Closed DavidGeorge528 closed 4 months ago
Hi David, what OS are you using and also which version of tensorflow do you have installed? I believe I have seen this error before but it was because I had an earlier version of tensorflow installed and the file format was not compatible with other versions of tensorflow. I can look into this further to confirm once you answer these questions.
Hi Justin, I've tried it locally on MacOS and remotely on AWS with an Ubuntu 20.04 server. On both I've tried the latest tensorflow and 2.13 as per https://github.com/ourresearch/openalex-topic-classification/blob/main/v1/requirements.txt. Neither work for me. Thanks in advance for looking into it
The error seems to be with h5py, which is what TF is using to load the file, I have 3.11.0 installed, which is what tf 2.13 installed as a dependency
I have uploaded a new keras file to the zenodo link: https://zenodo.org/records/11221637
Please try that and if that doesn't work, let me know. I do not think that is going to solve the issue but I want to try the easiest thing first before I get further into it.
Hi thanks for the quick reply, unfortunately that didn't work either. Perhaps its the h5py version?
That is potentially an issue, I have h5py==3.10.0 listed in the requirements file. I can look into this soon and get back to you with what I find.
I've tried it with h5py==3.10.0 and still getting the same error unfortunately
One other quick question before I look into it, are you trying to set up your own docker container or are you just taking the predict.py code and trying to run that on it's own?
Initially I was trying to run the code as is in docker. But when I hit some of the issues I simplified the issue to just the create_model
function and was trying to run it locally on my Mac (And even on a simpler docker container that just loads the model and nothing else)
So unfortunately I am unable to reproduce your error. I reduced the code down to the minimum needed in order to load the model and I also used the exact file I uploaded to zenodo:
import os
import pickle
import tensorflow as tf
prefix = './model_artifacts/'
model_path = os.path.join(prefix, 'model')

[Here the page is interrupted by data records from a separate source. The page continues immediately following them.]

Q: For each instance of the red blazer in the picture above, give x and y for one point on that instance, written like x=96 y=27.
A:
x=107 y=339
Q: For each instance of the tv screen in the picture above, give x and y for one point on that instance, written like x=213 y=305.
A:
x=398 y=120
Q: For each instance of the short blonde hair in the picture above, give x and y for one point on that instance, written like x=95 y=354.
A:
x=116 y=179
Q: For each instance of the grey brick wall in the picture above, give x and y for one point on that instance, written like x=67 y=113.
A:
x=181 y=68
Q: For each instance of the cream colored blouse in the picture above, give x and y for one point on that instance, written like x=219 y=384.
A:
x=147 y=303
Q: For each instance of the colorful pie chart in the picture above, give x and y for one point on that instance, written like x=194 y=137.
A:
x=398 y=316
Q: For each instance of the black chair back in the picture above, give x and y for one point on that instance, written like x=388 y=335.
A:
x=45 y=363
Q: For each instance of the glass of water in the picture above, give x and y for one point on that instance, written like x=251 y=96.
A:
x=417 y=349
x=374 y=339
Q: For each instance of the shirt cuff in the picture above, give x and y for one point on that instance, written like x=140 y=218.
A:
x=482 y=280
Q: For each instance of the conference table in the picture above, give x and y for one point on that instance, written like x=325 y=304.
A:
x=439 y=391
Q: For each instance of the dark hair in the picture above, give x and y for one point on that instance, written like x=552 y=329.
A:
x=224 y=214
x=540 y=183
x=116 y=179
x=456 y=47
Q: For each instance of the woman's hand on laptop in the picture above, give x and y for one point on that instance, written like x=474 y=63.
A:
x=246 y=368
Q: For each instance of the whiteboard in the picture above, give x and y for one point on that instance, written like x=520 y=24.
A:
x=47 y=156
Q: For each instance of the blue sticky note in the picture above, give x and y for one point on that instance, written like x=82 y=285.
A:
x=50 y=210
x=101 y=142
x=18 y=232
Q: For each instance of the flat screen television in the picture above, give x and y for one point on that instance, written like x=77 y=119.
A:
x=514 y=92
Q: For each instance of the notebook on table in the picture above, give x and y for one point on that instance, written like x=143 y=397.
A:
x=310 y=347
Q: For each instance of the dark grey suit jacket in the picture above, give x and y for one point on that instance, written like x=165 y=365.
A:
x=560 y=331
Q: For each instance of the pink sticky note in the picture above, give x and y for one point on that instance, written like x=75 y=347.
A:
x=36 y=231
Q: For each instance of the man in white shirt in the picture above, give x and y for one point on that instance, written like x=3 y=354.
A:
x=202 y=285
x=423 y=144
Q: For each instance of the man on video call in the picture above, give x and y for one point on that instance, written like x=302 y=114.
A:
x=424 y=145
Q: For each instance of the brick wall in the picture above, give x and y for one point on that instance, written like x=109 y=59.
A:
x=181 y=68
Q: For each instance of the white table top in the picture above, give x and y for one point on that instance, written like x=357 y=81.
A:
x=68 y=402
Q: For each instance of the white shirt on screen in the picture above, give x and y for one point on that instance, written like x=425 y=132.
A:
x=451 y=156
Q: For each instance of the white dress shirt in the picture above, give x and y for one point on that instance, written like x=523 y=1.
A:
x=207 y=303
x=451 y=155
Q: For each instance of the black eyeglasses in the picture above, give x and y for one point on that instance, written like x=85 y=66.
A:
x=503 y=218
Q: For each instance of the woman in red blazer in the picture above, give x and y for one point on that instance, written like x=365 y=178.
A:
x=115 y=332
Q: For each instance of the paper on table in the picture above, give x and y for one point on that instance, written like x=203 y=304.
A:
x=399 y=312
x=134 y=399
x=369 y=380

#### Load the needed files
with open(os.path.join(model_path, "target_vocab.pkl"), "rb") as f:
target_vocab = pickle.load(f)
print("Loaded target vocab")
with open(os.path.join(model_path, "citation_feature_vocab.pkl"), "rb") as f:
citation_feature_vocab = pickle.load(f)
print("Loaded citation features vocab.")
#### Load the model
def create_model(num_classes, emb_table_size, model_chkpt, topk=5):
# Function to create full model.
# Input:
# num_classes: number of classes
# emb_table_size: size of embedding table
# model_chkpt: path to model checkpoint
# topk: number of predictions to return
# Output:
# model: full model
# Inputs
citation_0 = tf.keras.layers.Input((16,), dtype=tf.int64, name='citation_0')
citation_1 = tf.keras.layers.Input((128,), dtype=tf.int64, name='citation_1')
journal = tf.keras.layers.Input((384,), dtype=tf.float32, name='journal_emb')
language_model_output = tf.keras.layers.Input((512, 768,), dtype=tf.float32, name='lang_model_output')
# Create a multi-class classification model using functional API
pooled_language_model_output = tf.keras.layers.GlobalAveragePooling1D()(language_model_output)
citation_emb_layer = tf.keras.layers.Embedding(input_dim=emb_table_size, output_dim=256, mask_zero=True,
trainable=True, name='citation_emb_layer')
citation_0_emb = citation_emb_layer(citation_0)
citation_1_emb = citation_emb_layer(citation_1)
pooled_citation_0 = tf.keras.layers.GlobalAveragePooling1D()(citation_0_emb)
pooled_citation_1 = tf.keras.layers.GlobalAveragePooling1D()(citation_1_emb)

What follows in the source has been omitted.